Visto che il Costituzione Coast to Coast Tour di Alessandro Di Battista ha fatto tappa nella mia città, ho deciso di andare ad assistere per curiosità e per provare a farmi un’opinione politica sull’evento, cosa impossibile: non si tratta di analisi sul tema per stabilire il valore del No, ma di uno spettacolo meta-teatrale, e così lo voglio trattare.
Incipit, presentazione del protagonista e visione distopica
L’opera inizia con un ritardo di circa 45 minuti rispetto alla tabella di marcia, l’ingresso sotto al parco del protagonista in moto e la repentina presentazione da parte di un esponente pentastellato locale.

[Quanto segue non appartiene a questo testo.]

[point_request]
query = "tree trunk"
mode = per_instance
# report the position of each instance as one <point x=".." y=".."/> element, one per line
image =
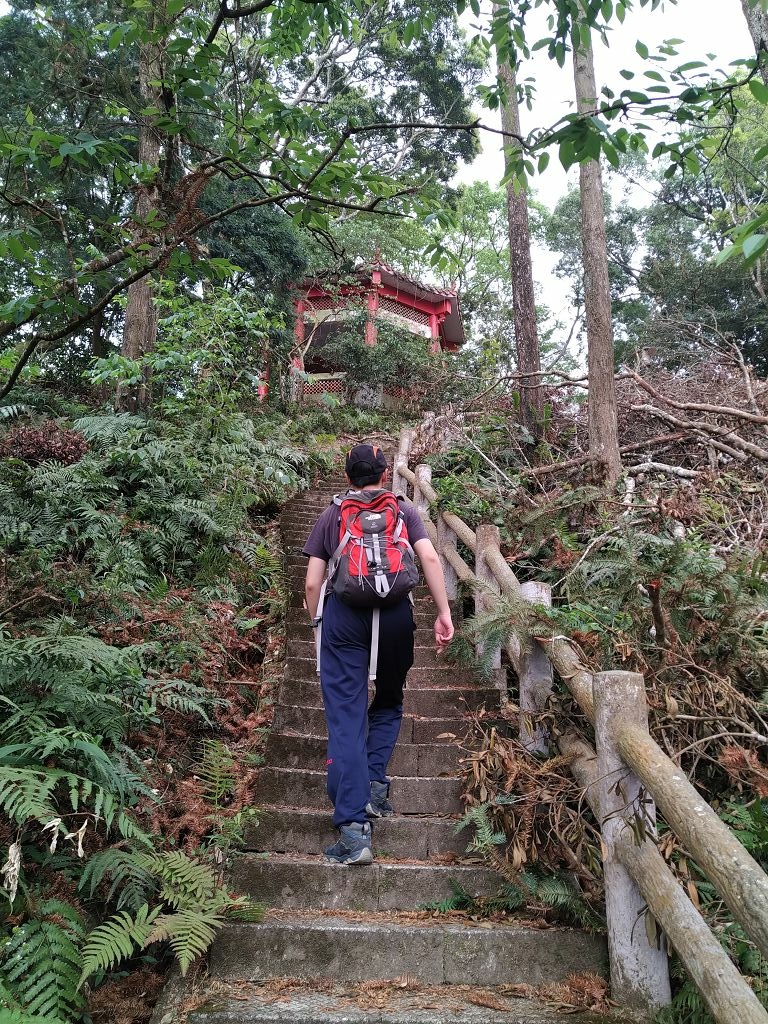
<point x="603" y="414"/>
<point x="758" y="23"/>
<point x="521" y="270"/>
<point x="140" y="328"/>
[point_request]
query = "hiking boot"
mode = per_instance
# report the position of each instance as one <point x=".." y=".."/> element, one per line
<point x="353" y="846"/>
<point x="379" y="806"/>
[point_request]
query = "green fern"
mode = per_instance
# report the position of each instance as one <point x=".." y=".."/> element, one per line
<point x="485" y="837"/>
<point x="215" y="771"/>
<point x="41" y="962"/>
<point x="199" y="909"/>
<point x="116" y="940"/>
<point x="188" y="932"/>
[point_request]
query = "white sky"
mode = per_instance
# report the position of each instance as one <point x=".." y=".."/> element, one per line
<point x="708" y="27"/>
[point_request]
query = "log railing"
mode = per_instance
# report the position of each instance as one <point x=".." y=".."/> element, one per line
<point x="624" y="780"/>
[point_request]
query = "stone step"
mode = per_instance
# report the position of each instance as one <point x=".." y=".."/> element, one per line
<point x="427" y="700"/>
<point x="421" y="677"/>
<point x="311" y="722"/>
<point x="401" y="1000"/>
<point x="299" y="787"/>
<point x="284" y="829"/>
<point x="288" y="882"/>
<point x="306" y="946"/>
<point x="409" y="759"/>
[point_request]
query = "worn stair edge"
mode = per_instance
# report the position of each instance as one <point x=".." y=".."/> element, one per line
<point x="414" y="729"/>
<point x="427" y="701"/>
<point x="285" y="829"/>
<point x="304" y="883"/>
<point x="310" y="1007"/>
<point x="445" y="675"/>
<point x="285" y="751"/>
<point x="434" y="953"/>
<point x="307" y="788"/>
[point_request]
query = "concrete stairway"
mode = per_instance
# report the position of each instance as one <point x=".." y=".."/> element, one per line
<point x="356" y="925"/>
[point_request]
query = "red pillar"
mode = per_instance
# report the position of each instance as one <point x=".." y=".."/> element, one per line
<point x="434" y="331"/>
<point x="298" y="327"/>
<point x="373" y="308"/>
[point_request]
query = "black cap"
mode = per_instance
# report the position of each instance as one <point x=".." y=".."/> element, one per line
<point x="365" y="464"/>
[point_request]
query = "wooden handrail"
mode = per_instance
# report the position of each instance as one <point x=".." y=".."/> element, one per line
<point x="738" y="878"/>
<point x="725" y="991"/>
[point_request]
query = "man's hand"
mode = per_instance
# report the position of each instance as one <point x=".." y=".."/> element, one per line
<point x="443" y="630"/>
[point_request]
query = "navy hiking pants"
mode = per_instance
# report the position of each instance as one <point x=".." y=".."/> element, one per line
<point x="360" y="739"/>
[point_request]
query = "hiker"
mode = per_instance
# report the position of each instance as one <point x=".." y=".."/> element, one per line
<point x="360" y="640"/>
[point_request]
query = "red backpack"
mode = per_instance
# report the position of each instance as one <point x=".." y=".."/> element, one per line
<point x="374" y="564"/>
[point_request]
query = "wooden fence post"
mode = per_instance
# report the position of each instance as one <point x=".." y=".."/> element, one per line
<point x="446" y="539"/>
<point x="487" y="538"/>
<point x="535" y="675"/>
<point x="399" y="483"/>
<point x="423" y="475"/>
<point x="639" y="972"/>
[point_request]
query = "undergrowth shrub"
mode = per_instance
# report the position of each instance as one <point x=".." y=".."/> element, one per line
<point x="138" y="583"/>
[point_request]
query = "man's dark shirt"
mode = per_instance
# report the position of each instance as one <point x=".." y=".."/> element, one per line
<point x="324" y="539"/>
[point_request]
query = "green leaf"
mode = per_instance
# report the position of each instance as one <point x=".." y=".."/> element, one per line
<point x="759" y="90"/>
<point x="754" y="247"/>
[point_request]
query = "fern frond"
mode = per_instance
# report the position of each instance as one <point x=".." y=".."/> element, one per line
<point x="216" y="771"/>
<point x="183" y="883"/>
<point x="117" y="939"/>
<point x="189" y="932"/>
<point x="42" y="963"/>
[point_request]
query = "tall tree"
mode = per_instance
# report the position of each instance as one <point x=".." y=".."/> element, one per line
<point x="520" y="264"/>
<point x="320" y="108"/>
<point x="140" y="327"/>
<point x="603" y="413"/>
<point x="757" y="19"/>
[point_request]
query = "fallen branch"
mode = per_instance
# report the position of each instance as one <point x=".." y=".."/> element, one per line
<point x="705" y="427"/>
<point x="662" y="467"/>
<point x="698" y="407"/>
<point x="556" y="467"/>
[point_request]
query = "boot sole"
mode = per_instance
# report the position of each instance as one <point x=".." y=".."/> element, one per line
<point x="361" y="857"/>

Alessandro Di Battista, Dibba per gli onesti (come il personaggio usa chiamare il pubblico), inizia con un ritmo calmo raccontato il viaggio che lo ha portato a noi, con l’entusiasmo e la gaiezza tipica di un giovane sognatore, ma questo dura poco: il suo monologo è incentrato sulla spiegazione dell’universo narrativo, una distopia dominata da deboli con l’unico intento di mantenere il controllo de La Finanza, una figura malefica generatasi autonomamente e suddivisa in più frammenti (Banche, Unione Europea, Euro, ecc). Dibba non è unicamente il narratore, ma è anche una figura messianica: raccontando il mondo, trasmette la verità e la salvezza alla gente, guidandola verso la redenzione e la dismissione del male intrinseco nella distopia.
Il monologo
La voce accesa, scandita da un forte accento, elenca le versioni distorte dei politici passati e presenti, associando a ogni uno colpe funzionali per considerarli promotori del sistema; la riforma costituzionale viene identificata come l’ennesima arma che La Finanza intende usare per indebolire La Gente, per questo è superfluo parlarne. Il monologo prosegue costante su questa linea, terminando con la speranza rappresentata dal No, espressione della negazione verso Il Potere.
La rottura della quarta parete
Il monologo viene tagliato dalla chiamata sul palco di una maestra, col compito di leggere un passaggio della riforma. Lei non capisce ciò che è scritto, e Dibba la rassicura assolvendo l’intera platea da quella che il Potere vuole far passare per ignoranza; il Salvatore fatto carne capisce il sentimento di esclusione del popolo e vuole annientarlo, affinché l’io negativo degli individui possa sparire per far spazio a una visione di collettività illuminata, consapevole e capace di sgominare senza la violenza il demone che attanaglia le loro vite.
Spiegazione del significato intrinseco
La potenza di questo spettacolo è nel caos, il continuo rimescolarsi di ciò che è reale e ciò che invece è finzione, arrivando a convincere anche il pubblico che la realtà non è altro che ciò che viene raccontato: chi ascolta si mescola con chi parla e viceversa, il protagonista si fonde nel pensiero comune togliendo ogni barriera fra lui e la massa adorante.
(Per spiegare il delicatissimo passaggio che segue, è fondamentale separare Alessandro, l’artista, da Dibba, il personaggio-messia)
Dibba vuole raccontare una riforma che ha il solo scopo di favorire il potere, eppure non è capace di spiegare come, infrangendo la sua figura divina; Alessandro vede Dibba come un uomo qualunque colmo di paure, figlio di certezze dovute all’ignoranza e ai limiti che si è costruito nel tempo, terrorizzato da immagini che lui stesso ha costruito. Dibba non è solo un uomo, ma è l’uomo, che terrorizzato da ciò che lui stesso ha creato sogna di poterlo distruggere, ed è così che Alessandro vede la società: un insieme di persone limitate che nei secoli hanno costruito un mondo oltre la concezione media, elevando chi è capace di capirle a incarnazione del male.
Alessandro Di Battista, con questa opera mastodontica e profonda, si eleva ad essere uno degli artisti più importanti di sempre, e forse nemmeno lo sa.